What the Cone Volume Calculator Does
This free online tool calculates the volume of a right circular cone from just two measurements: the radius of its circular base and its vertical height. Beyond the volume, it also computes several related geometric properties in one go — the slant height, the base area, the lateral (side) surface area and the total surface area — so you get a complete picture of the cone's dimensions in a single calculation.
The Inputs You Provide
- Radius: the distance from the centre of the circular base to its edge.
- Height: the perpendicular (vertical) distance from the base to the apex (tip) of the cone.
Both values should be in the same unit (e.g. centimetres).
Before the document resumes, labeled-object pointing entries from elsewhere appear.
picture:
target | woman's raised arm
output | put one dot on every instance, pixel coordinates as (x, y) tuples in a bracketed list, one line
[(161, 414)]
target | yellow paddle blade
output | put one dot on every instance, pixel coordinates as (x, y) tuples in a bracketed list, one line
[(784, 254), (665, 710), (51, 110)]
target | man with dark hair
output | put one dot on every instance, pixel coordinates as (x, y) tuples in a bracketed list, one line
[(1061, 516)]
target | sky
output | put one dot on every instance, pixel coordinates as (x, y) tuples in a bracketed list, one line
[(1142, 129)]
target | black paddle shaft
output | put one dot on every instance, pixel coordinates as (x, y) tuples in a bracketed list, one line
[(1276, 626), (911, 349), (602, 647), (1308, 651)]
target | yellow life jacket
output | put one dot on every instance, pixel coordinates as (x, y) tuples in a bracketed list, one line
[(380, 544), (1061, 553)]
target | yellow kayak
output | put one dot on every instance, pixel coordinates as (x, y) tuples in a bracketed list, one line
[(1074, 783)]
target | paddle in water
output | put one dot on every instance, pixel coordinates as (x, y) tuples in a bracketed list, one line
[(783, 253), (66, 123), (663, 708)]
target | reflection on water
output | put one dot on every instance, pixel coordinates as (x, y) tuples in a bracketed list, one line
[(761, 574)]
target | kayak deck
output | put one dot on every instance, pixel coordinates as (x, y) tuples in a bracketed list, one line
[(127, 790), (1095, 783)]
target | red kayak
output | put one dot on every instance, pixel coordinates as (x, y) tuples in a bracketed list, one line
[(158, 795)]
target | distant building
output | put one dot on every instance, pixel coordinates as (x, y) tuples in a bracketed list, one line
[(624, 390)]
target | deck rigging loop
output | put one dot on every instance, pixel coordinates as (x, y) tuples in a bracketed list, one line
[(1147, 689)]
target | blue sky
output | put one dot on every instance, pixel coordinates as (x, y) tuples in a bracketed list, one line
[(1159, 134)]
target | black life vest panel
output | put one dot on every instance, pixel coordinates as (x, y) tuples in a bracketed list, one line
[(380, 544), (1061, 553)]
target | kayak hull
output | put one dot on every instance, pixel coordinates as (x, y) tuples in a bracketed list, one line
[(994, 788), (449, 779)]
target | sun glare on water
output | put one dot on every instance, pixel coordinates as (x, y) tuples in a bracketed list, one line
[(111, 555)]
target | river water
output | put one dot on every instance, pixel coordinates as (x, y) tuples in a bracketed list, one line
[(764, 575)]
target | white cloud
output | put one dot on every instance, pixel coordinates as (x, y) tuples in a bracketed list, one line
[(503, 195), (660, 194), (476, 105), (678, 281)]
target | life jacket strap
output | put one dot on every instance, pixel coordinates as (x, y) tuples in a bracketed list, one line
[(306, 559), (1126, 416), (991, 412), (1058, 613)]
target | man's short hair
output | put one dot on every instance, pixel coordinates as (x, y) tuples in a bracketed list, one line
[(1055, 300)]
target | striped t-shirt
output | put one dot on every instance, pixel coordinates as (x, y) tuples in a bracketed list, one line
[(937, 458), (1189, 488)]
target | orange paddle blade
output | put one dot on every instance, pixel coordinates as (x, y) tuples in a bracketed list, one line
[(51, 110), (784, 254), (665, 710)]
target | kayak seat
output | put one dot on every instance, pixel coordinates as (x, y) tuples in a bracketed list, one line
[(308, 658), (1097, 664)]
The volume result will be in those units cubed, and areas in units squared.
The Formula Explained
The calculator uses the standard cone volume formula:
Volume = (1/3) × π × r² × Height
A cone holds exactly one third the volume of a cylinder with the same base and height — that is the source of the 1/3 factor. The tool also derives the slant height using the Pythagorean theorem, s = √(h² + r²), then uses it for the surface areas:
- Base area: B = πr²
- Lateral surface area: L = πr·s
- Total surface area: A = πr(r + s)
Worked Example
Suppose a cone has a radius of 3 and a height of 4.
- Volume = (1/3) × π × 3² × 4 = (1/3) × π × 36 = 37.70
- Slant height = √(4² + 3²) = √25 = 5
- Base area = π × 3² = 28.27
- Lateral surface area = π × 3 × 5 = 47.12
- Total surface area = π × 3 × (3 + 5) = 75.40
Enter 3 for radius and 4 for height and the calculator returns these figures instantly.
Frequently Asked Questions
Do I need to enter the slant height? No. You only enter the radius and vertical height. The calculator derives the slant height automatically for its surface-area outputs.
What units does the result use? The tool is unit-agnostic. Whatever unit you use for the inputs, volume is returned in that unit cubed and areas in that unit squared.
Does this work for any cone? The formula applies to a right circular cone (apex directly above the centre of the base). It is not designed for oblique or elliptical cones.